For every $\vec{\mu}_{ki}$ we have a corresponding $\Sigma_{ki}$. Which, remember, is a full matrix. This involves taking the $\vec{\mu}_{ki}$ we computed in the first equation, and computing outer products with every data point $\vec{x}_n$.

"Outer product" is a fancy name for "matrix multiplication"!

Bring on the Code

In [1]:
import numpy as np
import scipy.linalg as sla

So of course, I initially implemented these two core operations in the way that made the most sense: using numpy functions and Python comprehensions.

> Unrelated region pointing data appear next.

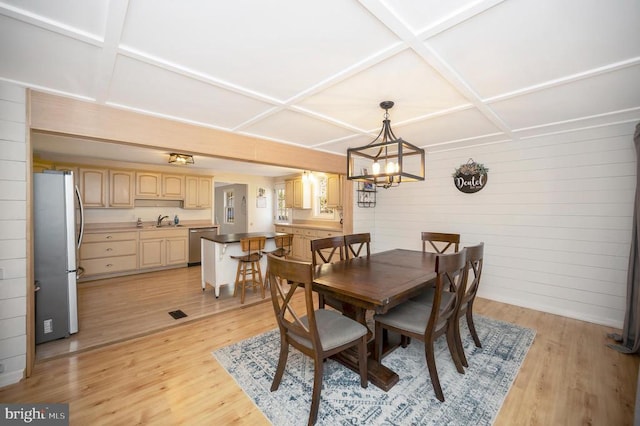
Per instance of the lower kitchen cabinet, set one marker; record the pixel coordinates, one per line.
(159, 248)
(302, 236)
(109, 252)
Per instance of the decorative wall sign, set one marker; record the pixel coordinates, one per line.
(470, 177)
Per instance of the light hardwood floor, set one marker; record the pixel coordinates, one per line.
(117, 309)
(569, 376)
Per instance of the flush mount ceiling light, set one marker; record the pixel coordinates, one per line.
(387, 160)
(180, 158)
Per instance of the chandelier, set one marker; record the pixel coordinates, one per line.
(387, 160)
(175, 158)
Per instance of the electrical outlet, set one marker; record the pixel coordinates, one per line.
(48, 326)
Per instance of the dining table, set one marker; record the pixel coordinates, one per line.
(375, 283)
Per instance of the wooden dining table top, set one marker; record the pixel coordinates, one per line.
(378, 282)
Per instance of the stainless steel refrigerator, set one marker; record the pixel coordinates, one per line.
(57, 231)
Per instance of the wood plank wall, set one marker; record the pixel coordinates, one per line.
(556, 218)
(14, 166)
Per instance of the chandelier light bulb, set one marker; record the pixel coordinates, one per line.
(375, 168)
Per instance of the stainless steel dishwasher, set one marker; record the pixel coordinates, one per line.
(194, 242)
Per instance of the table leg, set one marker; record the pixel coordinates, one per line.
(378, 374)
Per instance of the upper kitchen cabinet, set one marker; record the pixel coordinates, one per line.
(148, 185)
(92, 183)
(288, 194)
(121, 188)
(198, 192)
(159, 186)
(173, 186)
(301, 193)
(100, 188)
(334, 190)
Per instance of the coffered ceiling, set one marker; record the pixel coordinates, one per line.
(312, 74)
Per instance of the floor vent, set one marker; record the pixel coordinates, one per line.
(177, 314)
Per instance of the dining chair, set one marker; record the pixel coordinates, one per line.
(327, 250)
(283, 245)
(283, 249)
(428, 321)
(356, 244)
(249, 265)
(440, 242)
(475, 259)
(316, 333)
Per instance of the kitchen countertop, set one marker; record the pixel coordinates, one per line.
(146, 226)
(235, 238)
(332, 227)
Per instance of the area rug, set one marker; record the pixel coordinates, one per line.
(473, 398)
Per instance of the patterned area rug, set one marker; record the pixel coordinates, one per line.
(470, 399)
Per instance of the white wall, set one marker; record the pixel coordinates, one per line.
(13, 242)
(555, 216)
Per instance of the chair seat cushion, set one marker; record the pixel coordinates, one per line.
(426, 297)
(334, 329)
(411, 315)
(253, 257)
(280, 252)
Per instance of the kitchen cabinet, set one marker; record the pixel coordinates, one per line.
(334, 190)
(148, 185)
(302, 236)
(301, 194)
(121, 188)
(92, 183)
(151, 185)
(173, 187)
(197, 192)
(158, 248)
(288, 194)
(109, 252)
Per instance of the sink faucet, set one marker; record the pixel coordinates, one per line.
(160, 219)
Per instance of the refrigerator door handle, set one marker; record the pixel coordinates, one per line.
(81, 232)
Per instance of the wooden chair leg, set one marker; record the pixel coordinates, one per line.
(244, 282)
(458, 339)
(453, 346)
(362, 361)
(260, 279)
(472, 327)
(377, 348)
(237, 283)
(433, 372)
(317, 387)
(282, 362)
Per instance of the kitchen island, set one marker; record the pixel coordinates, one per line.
(218, 268)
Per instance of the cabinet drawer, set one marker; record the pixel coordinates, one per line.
(309, 233)
(110, 236)
(108, 249)
(164, 233)
(328, 234)
(110, 264)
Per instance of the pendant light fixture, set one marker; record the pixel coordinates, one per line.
(387, 160)
(175, 158)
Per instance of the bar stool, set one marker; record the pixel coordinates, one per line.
(283, 249)
(249, 264)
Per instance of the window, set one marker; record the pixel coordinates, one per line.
(229, 210)
(320, 199)
(281, 210)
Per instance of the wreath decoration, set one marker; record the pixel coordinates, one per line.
(470, 177)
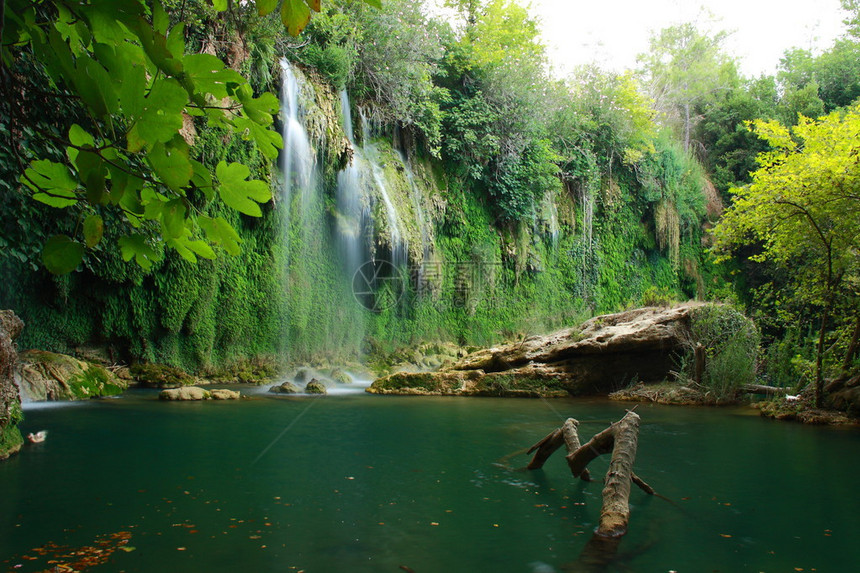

For computing $P(\vec{x})$:

In [2]:
def px1(X, mu, sigma):
    det = sla.det(sigma)
    inv = sla.inv(sigma)
    p = np.array([(x - mu).dot(inv).dot(x - mu) for x in X])
    n = 1 / ((((2 * np.pi) ** 2) * det) ** 0.5)
    px = np.exp(-0.5 * p) * n
    return px

And for re-computing $\mu$ and $\Sigma$:

In [3]:
def musig1(X, r):
    N = r.sum()
    mu_next = (r[:, np.newaxis] * X).sum(axis = 0) / N
    
    s = np.zeros(shape = (X.shape[1], X.shape[1]))
    for x, ri in zip(X - mu_next, r):
        s += (np.outer(x, x) * ri)
    sigma_next = s / N

    return mu_next, sigma_next

These were computational bears. In px1, the line starting p = ... is a huge computational cost: doing two dot products inside a loop over all the data points $\vec{x}_n$ is really, really expensive.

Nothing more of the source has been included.